I strongly suspect a neighborhood in Chicago composed of the kind of demographics the "nice" suburb's residents are worried about would have a very different take on the issue.
And by "strongly suspect" I mean "know because I live in that kind of neighborhood in a different city in a different state".
I live in Jackson Hole. None of my neighbours knew what these were. They’re getting taken out.
Don’t presume what folks are worried about without asking them.
That has its own problems because it shields/deflects from the bigger issue of being treasonous, i.e., grotesque violation of the law of the Constitution, through mass surveillance that has also already been abused for various kinds of criminal acts by law enforcement.
Like in my state, LE can't collect this stuff directly. Then they started saying "Well, we can do this..." and started contracting for private companies to do the collection on their behalf. When _that_ was legislated away, they've now pivoted to "Well, if the company is doing it of their own accord, we can still purchase the data since it wasn't, technically, created for us."
eg Some companies have claimed trade secret protections to prevent public access. Infamously, election administration vendors like Diebold.
I imagine anyone trying to investigate govt activities conducted by Palantir (for example) will run into similar stonewalling.
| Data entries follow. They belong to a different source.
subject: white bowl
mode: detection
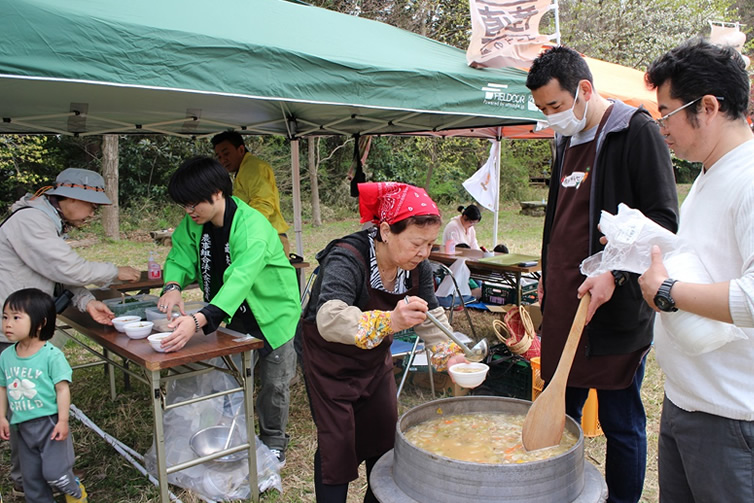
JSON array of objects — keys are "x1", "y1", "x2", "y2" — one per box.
[
  {"x1": 123, "y1": 321, "x2": 154, "y2": 339},
  {"x1": 112, "y1": 315, "x2": 142, "y2": 332},
  {"x1": 448, "y1": 362, "x2": 489, "y2": 388},
  {"x1": 148, "y1": 332, "x2": 172, "y2": 353}
]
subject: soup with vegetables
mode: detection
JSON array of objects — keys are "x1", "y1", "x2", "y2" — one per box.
[
  {"x1": 403, "y1": 412, "x2": 577, "y2": 464},
  {"x1": 452, "y1": 366, "x2": 485, "y2": 373}
]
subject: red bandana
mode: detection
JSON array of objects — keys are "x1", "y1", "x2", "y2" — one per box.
[{"x1": 358, "y1": 182, "x2": 440, "y2": 225}]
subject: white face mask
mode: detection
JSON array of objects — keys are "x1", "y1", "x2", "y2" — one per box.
[{"x1": 546, "y1": 86, "x2": 589, "y2": 136}]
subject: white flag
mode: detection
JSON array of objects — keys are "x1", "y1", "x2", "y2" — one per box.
[{"x1": 463, "y1": 140, "x2": 499, "y2": 212}]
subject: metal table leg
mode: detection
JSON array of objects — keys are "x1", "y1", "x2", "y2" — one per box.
[
  {"x1": 243, "y1": 350, "x2": 259, "y2": 502},
  {"x1": 150, "y1": 369, "x2": 170, "y2": 503},
  {"x1": 104, "y1": 348, "x2": 116, "y2": 400}
]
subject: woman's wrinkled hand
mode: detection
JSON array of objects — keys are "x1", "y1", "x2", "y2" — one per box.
[
  {"x1": 445, "y1": 353, "x2": 468, "y2": 383},
  {"x1": 86, "y1": 300, "x2": 115, "y2": 325},
  {"x1": 117, "y1": 266, "x2": 141, "y2": 282},
  {"x1": 392, "y1": 296, "x2": 428, "y2": 332}
]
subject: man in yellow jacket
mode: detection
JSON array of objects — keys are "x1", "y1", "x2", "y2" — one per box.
[
  {"x1": 212, "y1": 131, "x2": 291, "y2": 255},
  {"x1": 158, "y1": 156, "x2": 299, "y2": 465}
]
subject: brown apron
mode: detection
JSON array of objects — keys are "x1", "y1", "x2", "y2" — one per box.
[{"x1": 302, "y1": 272, "x2": 419, "y2": 485}]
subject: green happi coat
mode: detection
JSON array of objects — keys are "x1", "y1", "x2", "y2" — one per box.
[{"x1": 164, "y1": 196, "x2": 298, "y2": 349}]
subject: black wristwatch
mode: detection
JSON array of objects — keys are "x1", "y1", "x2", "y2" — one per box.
[
  {"x1": 653, "y1": 279, "x2": 678, "y2": 312},
  {"x1": 611, "y1": 270, "x2": 627, "y2": 287},
  {"x1": 161, "y1": 283, "x2": 182, "y2": 295}
]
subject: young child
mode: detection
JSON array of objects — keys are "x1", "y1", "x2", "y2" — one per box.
[{"x1": 0, "y1": 288, "x2": 87, "y2": 503}]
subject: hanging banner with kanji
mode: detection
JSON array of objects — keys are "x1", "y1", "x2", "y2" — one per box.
[{"x1": 467, "y1": 0, "x2": 554, "y2": 69}]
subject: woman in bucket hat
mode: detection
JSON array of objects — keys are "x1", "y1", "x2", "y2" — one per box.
[
  {"x1": 0, "y1": 167, "x2": 141, "y2": 329},
  {"x1": 0, "y1": 167, "x2": 140, "y2": 497}
]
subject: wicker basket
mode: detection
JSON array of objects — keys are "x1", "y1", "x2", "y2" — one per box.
[{"x1": 492, "y1": 305, "x2": 541, "y2": 361}]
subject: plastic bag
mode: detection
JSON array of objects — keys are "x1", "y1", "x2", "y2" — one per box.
[
  {"x1": 580, "y1": 204, "x2": 680, "y2": 277},
  {"x1": 435, "y1": 258, "x2": 472, "y2": 297},
  {"x1": 144, "y1": 361, "x2": 282, "y2": 500},
  {"x1": 580, "y1": 204, "x2": 746, "y2": 355}
]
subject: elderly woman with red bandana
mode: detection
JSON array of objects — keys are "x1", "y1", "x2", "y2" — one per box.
[{"x1": 301, "y1": 182, "x2": 466, "y2": 503}]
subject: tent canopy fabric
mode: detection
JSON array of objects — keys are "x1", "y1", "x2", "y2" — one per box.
[
  {"x1": 0, "y1": 0, "x2": 546, "y2": 139},
  {"x1": 409, "y1": 55, "x2": 659, "y2": 140}
]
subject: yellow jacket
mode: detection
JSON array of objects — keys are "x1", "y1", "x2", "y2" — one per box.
[{"x1": 233, "y1": 152, "x2": 289, "y2": 234}]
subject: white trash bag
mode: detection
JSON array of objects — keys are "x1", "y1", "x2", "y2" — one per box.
[
  {"x1": 144, "y1": 364, "x2": 282, "y2": 500},
  {"x1": 435, "y1": 258, "x2": 472, "y2": 298},
  {"x1": 580, "y1": 204, "x2": 745, "y2": 355}
]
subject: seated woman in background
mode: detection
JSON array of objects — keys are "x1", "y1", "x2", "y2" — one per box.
[
  {"x1": 443, "y1": 204, "x2": 482, "y2": 250},
  {"x1": 439, "y1": 205, "x2": 483, "y2": 305}
]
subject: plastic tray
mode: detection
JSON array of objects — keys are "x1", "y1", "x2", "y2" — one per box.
[
  {"x1": 103, "y1": 294, "x2": 158, "y2": 318},
  {"x1": 145, "y1": 301, "x2": 208, "y2": 321}
]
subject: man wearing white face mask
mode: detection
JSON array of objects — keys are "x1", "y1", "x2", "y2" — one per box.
[{"x1": 526, "y1": 46, "x2": 679, "y2": 503}]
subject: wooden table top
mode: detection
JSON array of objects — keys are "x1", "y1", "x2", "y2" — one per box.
[
  {"x1": 59, "y1": 307, "x2": 263, "y2": 372},
  {"x1": 429, "y1": 247, "x2": 541, "y2": 273},
  {"x1": 110, "y1": 261, "x2": 310, "y2": 293}
]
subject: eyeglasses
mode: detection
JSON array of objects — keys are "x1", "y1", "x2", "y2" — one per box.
[
  {"x1": 655, "y1": 98, "x2": 701, "y2": 129},
  {"x1": 655, "y1": 96, "x2": 725, "y2": 129},
  {"x1": 183, "y1": 203, "x2": 197, "y2": 213}
]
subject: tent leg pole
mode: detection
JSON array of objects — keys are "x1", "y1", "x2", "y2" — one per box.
[
  {"x1": 493, "y1": 138, "x2": 501, "y2": 247},
  {"x1": 291, "y1": 140, "x2": 305, "y2": 289}
]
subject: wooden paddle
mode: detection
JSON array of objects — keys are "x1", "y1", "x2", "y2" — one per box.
[{"x1": 522, "y1": 292, "x2": 591, "y2": 451}]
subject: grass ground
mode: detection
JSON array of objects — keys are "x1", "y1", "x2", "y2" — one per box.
[{"x1": 0, "y1": 187, "x2": 691, "y2": 502}]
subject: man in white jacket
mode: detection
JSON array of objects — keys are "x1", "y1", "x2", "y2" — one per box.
[
  {"x1": 640, "y1": 39, "x2": 754, "y2": 501},
  {"x1": 0, "y1": 167, "x2": 139, "y2": 495}
]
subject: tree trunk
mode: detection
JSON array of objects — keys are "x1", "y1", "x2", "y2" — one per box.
[
  {"x1": 424, "y1": 141, "x2": 437, "y2": 189},
  {"x1": 101, "y1": 135, "x2": 120, "y2": 240},
  {"x1": 309, "y1": 138, "x2": 322, "y2": 226}
]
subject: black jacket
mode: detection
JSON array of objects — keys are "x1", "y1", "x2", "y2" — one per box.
[{"x1": 542, "y1": 100, "x2": 679, "y2": 356}]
Even getting the fulltext of contracts can be challenging.
The court rejected the notion that “because the data sits on a private server, it’s not a public record.” Instead, it said that since the surveillance is paid for by the public (taxpayers) and used by a public agency, the data must comply with the state’s public-records law.
This shows that — in at least one jurisdiction — using a private company to run ALPRs doesn’t shield the data from public-records requests.
(0x1) https://www.eff.org/deeplinks/2025/11/washington-court-rules...
IANAL: That court's decision was based on the contract w/ Flock. It does not move the needle wrt public records.
I may read the decision, testimony, and any amicus briefs. During the 00's, Wash Citizen's for Open Govt had a prominent blindspot wrt tension between privatization and public records (in the shape of Tony Nixon). I'm curious if they were involved with this case, and if their positions have matured.
They're not a public body, that was my point
at the very least in my state (Illinois), it's not lawful for public bodies to disclose the license plate numbers read from ALPR cameras, so this data set is necessarily incomplete
It's not a dataset of license plate numbers read from ALPR cameras. It's a dataset of license plate numbers that have been entered into search tools. Enter a license plate to see if it's one of the 2,207,426 plates seen in the 27,177,268 Flock searches we know about.I commented before realizing that someone else already made the same point earlier, and you already explained that the law covers more than what you mentioned in your first comment.
The search logs are public record even when alpr data is not; quite a few come from IL.
Do not get me started on small public bodies screwing up FOIA.
* Most agencies don't proactively publish audit logs Records requests can take months or years to fulfill Some agencies heavily redact their logs
* We may not have requested logs from your local agencies yet
But, give it a year or two, and you can replace this whole website with a black background and 72 point white bold text "YES".